You watch too man medical tv shows. That's not at all what happens when a patient is admitted. Physicians can't just willy nilly write an order to admit a patient as inpatient or observation like they would choose a sandwich vs a salad in the cafeteria. Observation vs Inpatient is determined by clinical guidelines. Certain medical criteria and the treatment plan must be met first and that determines observation or inpatient which is called Level of Care. Medicare and insurers audit bills and medical records and they (we because I worked as such an auditor) look specifically look for this type of infraction. Hospitals face signigicant fines if they are caught billing for incorrect Level of Care.
10-06-2019 11:44 AM
- It’s all about the coding! It has to be coded a certain way before they cover anything at all, not just in Florida.

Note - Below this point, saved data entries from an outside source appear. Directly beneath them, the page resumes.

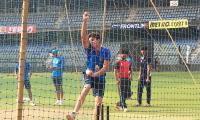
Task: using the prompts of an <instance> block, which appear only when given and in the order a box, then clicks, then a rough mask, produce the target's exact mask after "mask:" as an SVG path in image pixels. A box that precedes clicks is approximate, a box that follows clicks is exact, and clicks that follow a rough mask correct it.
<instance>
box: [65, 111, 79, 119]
mask: <svg viewBox="0 0 200 120" xmlns="http://www.w3.org/2000/svg"><path fill="white" fill-rule="evenodd" d="M77 114H78V113H77V112H71V113H69V114H68V115H67V116H66V118H67V120H75V117H76V115H77Z"/></svg>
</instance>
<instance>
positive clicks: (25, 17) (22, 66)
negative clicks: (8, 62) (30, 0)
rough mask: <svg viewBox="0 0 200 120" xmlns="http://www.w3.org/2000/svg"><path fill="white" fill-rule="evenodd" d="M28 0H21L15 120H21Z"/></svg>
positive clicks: (23, 82) (23, 81)
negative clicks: (21, 10) (16, 105)
mask: <svg viewBox="0 0 200 120" xmlns="http://www.w3.org/2000/svg"><path fill="white" fill-rule="evenodd" d="M28 8H29V0H23V8H22V9H23V10H22V32H21V38H20V50H19V77H18V91H17V120H22V109H23V88H24V63H25V59H26V57H25V56H26V46H27V19H28Z"/></svg>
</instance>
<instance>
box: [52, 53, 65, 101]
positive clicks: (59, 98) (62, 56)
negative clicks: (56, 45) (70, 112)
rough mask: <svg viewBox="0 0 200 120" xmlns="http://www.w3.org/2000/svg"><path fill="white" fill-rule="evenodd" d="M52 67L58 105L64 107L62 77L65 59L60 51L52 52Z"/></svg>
mask: <svg viewBox="0 0 200 120" xmlns="http://www.w3.org/2000/svg"><path fill="white" fill-rule="evenodd" d="M51 53H52V57H53V58H52V65H51V66H50V70H52V76H51V77H52V79H53V83H54V86H55V88H56V95H57V101H56V102H55V104H56V105H63V102H64V101H63V88H62V76H63V69H64V57H63V56H59V55H58V50H56V49H54V50H52V52H51Z"/></svg>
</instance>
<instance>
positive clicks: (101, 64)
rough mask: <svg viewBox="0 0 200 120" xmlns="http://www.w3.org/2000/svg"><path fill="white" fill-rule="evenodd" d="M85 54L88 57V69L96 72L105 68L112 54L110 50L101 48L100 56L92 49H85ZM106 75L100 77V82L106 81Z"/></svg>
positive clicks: (86, 66) (103, 75)
mask: <svg viewBox="0 0 200 120" xmlns="http://www.w3.org/2000/svg"><path fill="white" fill-rule="evenodd" d="M85 53H86V55H87V61H86V69H90V70H92V71H93V72H96V68H97V67H98V68H99V69H101V68H102V67H103V63H104V60H110V58H111V52H110V50H109V49H108V48H105V47H101V50H100V51H99V54H96V51H95V50H94V49H92V48H91V47H89V48H85ZM104 78H105V75H101V76H100V80H104Z"/></svg>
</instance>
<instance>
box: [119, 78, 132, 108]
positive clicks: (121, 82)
mask: <svg viewBox="0 0 200 120" xmlns="http://www.w3.org/2000/svg"><path fill="white" fill-rule="evenodd" d="M131 95H132V92H131V81H130V80H129V79H128V78H121V79H120V106H122V107H123V108H127V105H126V99H127V98H128V97H130V96H131Z"/></svg>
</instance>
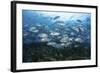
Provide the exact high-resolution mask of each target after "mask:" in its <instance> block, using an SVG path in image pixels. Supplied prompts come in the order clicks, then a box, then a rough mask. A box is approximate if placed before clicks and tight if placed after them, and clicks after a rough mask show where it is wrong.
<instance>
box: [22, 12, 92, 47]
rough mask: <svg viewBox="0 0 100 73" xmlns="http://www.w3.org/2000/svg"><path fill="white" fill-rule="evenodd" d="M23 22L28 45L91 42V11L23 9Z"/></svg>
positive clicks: (25, 43)
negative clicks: (49, 10) (69, 11)
mask: <svg viewBox="0 0 100 73" xmlns="http://www.w3.org/2000/svg"><path fill="white" fill-rule="evenodd" d="M22 24H23V43H24V44H27V45H28V44H31V43H46V45H47V46H52V47H54V48H63V47H71V46H74V47H78V46H79V45H78V44H76V43H81V44H85V43H86V44H87V43H88V44H90V42H91V14H90V13H85V12H84V13H80V12H78V13H76V12H60V11H56V12H55V11H36V10H23V11H22ZM73 44H74V45H73ZM85 47H87V45H85Z"/></svg>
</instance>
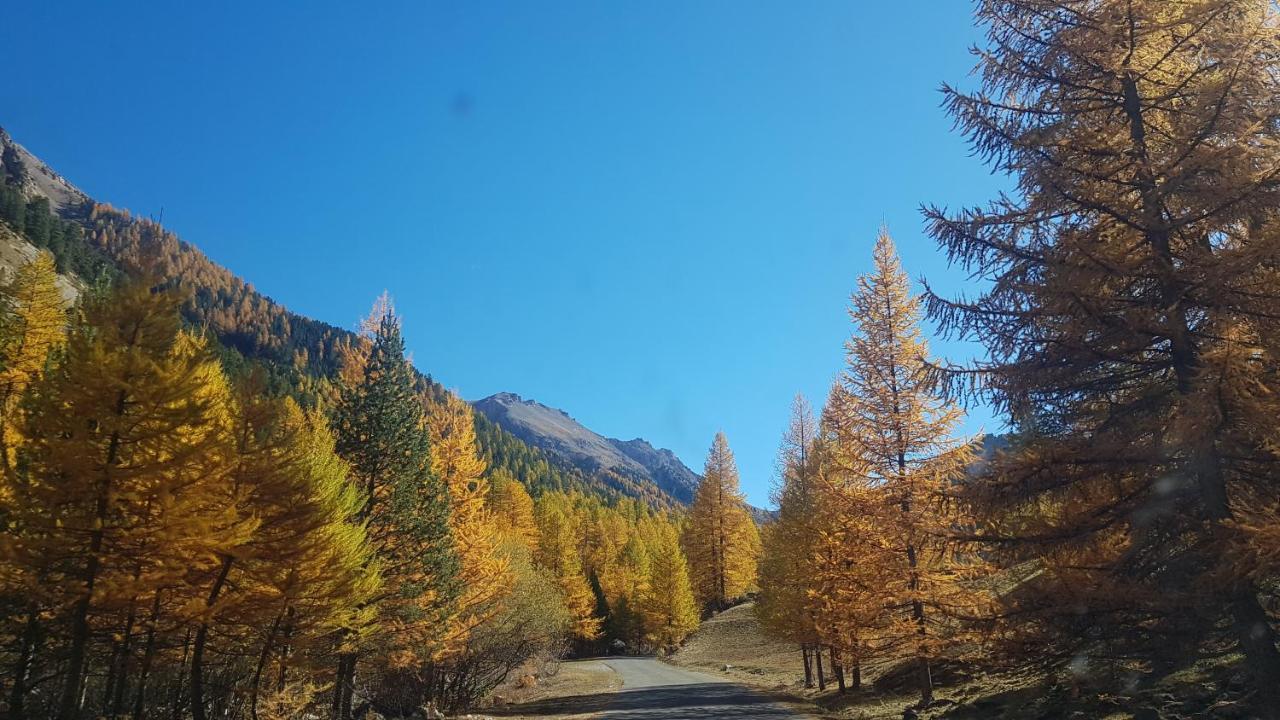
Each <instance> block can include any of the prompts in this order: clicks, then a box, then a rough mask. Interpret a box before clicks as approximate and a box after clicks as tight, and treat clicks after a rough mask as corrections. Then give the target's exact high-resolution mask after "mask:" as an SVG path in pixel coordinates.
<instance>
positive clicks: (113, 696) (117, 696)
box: [106, 575, 138, 717]
mask: <svg viewBox="0 0 1280 720" xmlns="http://www.w3.org/2000/svg"><path fill="white" fill-rule="evenodd" d="M134 578H137V575H134ZM137 619H138V610H137V598H132V600H129V615H128V618H125V620H124V637H123V638H122V639H120V648H119V653H118V655H116V669H115V684H114V685H113V687H111V693H110V694H109V696H108V702H106V707H108V715H109V716H113V717H114V716H116V715H120V714H123V712H124V692H125V689H127V688H128V684H129V656H131V655H132V652H133V623H134V621H137Z"/></svg>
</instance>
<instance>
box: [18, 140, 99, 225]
mask: <svg viewBox="0 0 1280 720" xmlns="http://www.w3.org/2000/svg"><path fill="white" fill-rule="evenodd" d="M0 164H3V165H4V169H5V173H4V178H5V179H6V181H12V182H13V183H14V184H17V186H18V187H20V188H22V190H23V191H24V192H26V193H27V195H28V196H38V197H46V199H49V204H50V205H51V206H52V210H55V211H56V213H59V214H61V215H68V214H72V213H77V211H81V210H82V209H84V208H86V206H87V205H88V204H90V199H88V196H87V195H84V193H83V192H81V190H79V188H78V187H76V186H74V184H72V183H69V182H67V178H64V177H63V176H60V174H58V173H55V172H54V169H52V168H50V167H49V165H46V164H45V163H44V161H42V160H40V158H36V156H35V155H32V154H31V152H28V151H27V149H26V147H23V146H20V145H18V143H17V142H15V141H14V140H13V138H12V137H9V133H8V132H5V129H4V128H0Z"/></svg>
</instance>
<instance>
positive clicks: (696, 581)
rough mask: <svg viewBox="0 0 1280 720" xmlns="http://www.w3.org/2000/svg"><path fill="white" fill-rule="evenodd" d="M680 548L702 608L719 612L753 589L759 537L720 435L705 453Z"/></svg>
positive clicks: (732, 462)
mask: <svg viewBox="0 0 1280 720" xmlns="http://www.w3.org/2000/svg"><path fill="white" fill-rule="evenodd" d="M682 544H684V547H685V553H686V555H687V556H689V565H690V573H691V575H692V582H694V596H695V597H696V598H698V602H699V603H700V605H701V606H703V607H705V609H710V610H723V609H726V607H728V605H730V602H731V601H733V600H737V598H740V597H741V596H744V594H745V593H746V592H748V591H750V589H753V588H755V579H756V578H755V575H756V571H755V570H756V568H755V566H756V560H758V557H759V555H760V534H759V530H758V529H756V528H755V521H754V520H753V519H751V514H750V512H749V511H748V509H746V501H745V498H744V496H742V492H741V491H740V489H739V479H737V464H736V462H735V461H733V451H731V450H730V447H728V439H727V438H726V437H724V433H716V441H714V442H713V443H712V447H710V450H709V451H708V454H707V466H705V469H704V470H703V479H701V482H700V483H699V484H698V491H696V493H695V495H694V505H692V506H691V507H690V509H689V523H687V525H686V527H685V532H684V538H682Z"/></svg>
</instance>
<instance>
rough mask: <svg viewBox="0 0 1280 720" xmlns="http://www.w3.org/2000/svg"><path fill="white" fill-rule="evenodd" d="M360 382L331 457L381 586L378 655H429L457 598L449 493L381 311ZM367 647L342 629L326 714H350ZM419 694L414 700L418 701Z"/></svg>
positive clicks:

Trust this Coder, you're wrong. You don't know what medical coding is or how it applies to anything. Observation vs Inpatient has absolutely nothing to do with the coders. When we code a claim THAT isn't something we code.
10-06-2019 11:52 AM
My hospital has a section where I was sent when I went to ER due to having a hard time breathing... It was a new area with ten beds all in one room and flimsy curtains between them,...looked like it was from an old war movie...I called it purgatory...found out it was where they put ER patients when they weren’t sure where to put them....regular floor or ICU. They could keep you there up to two days. I finally went to a regular floor, but wasn’t officially admitted until the third day. Was just in purgatory😎
I have heard that some hospitals do it that and I think that is an absolutely awful and mean thing to do. I know that the hospitals in my state do not have special areas for Observation patients. Observation is a "status" here and not a specific place in the hospital. Everything is computerized in hospitals now so alerts go to the attending physicians electronically. The alerts are to remind that they have an observation patient and if that patient meets the medical criteria for an inpatient admission, they MUST admit that patient NOW. That way patients only stay in observation as long as it's medically appropriate.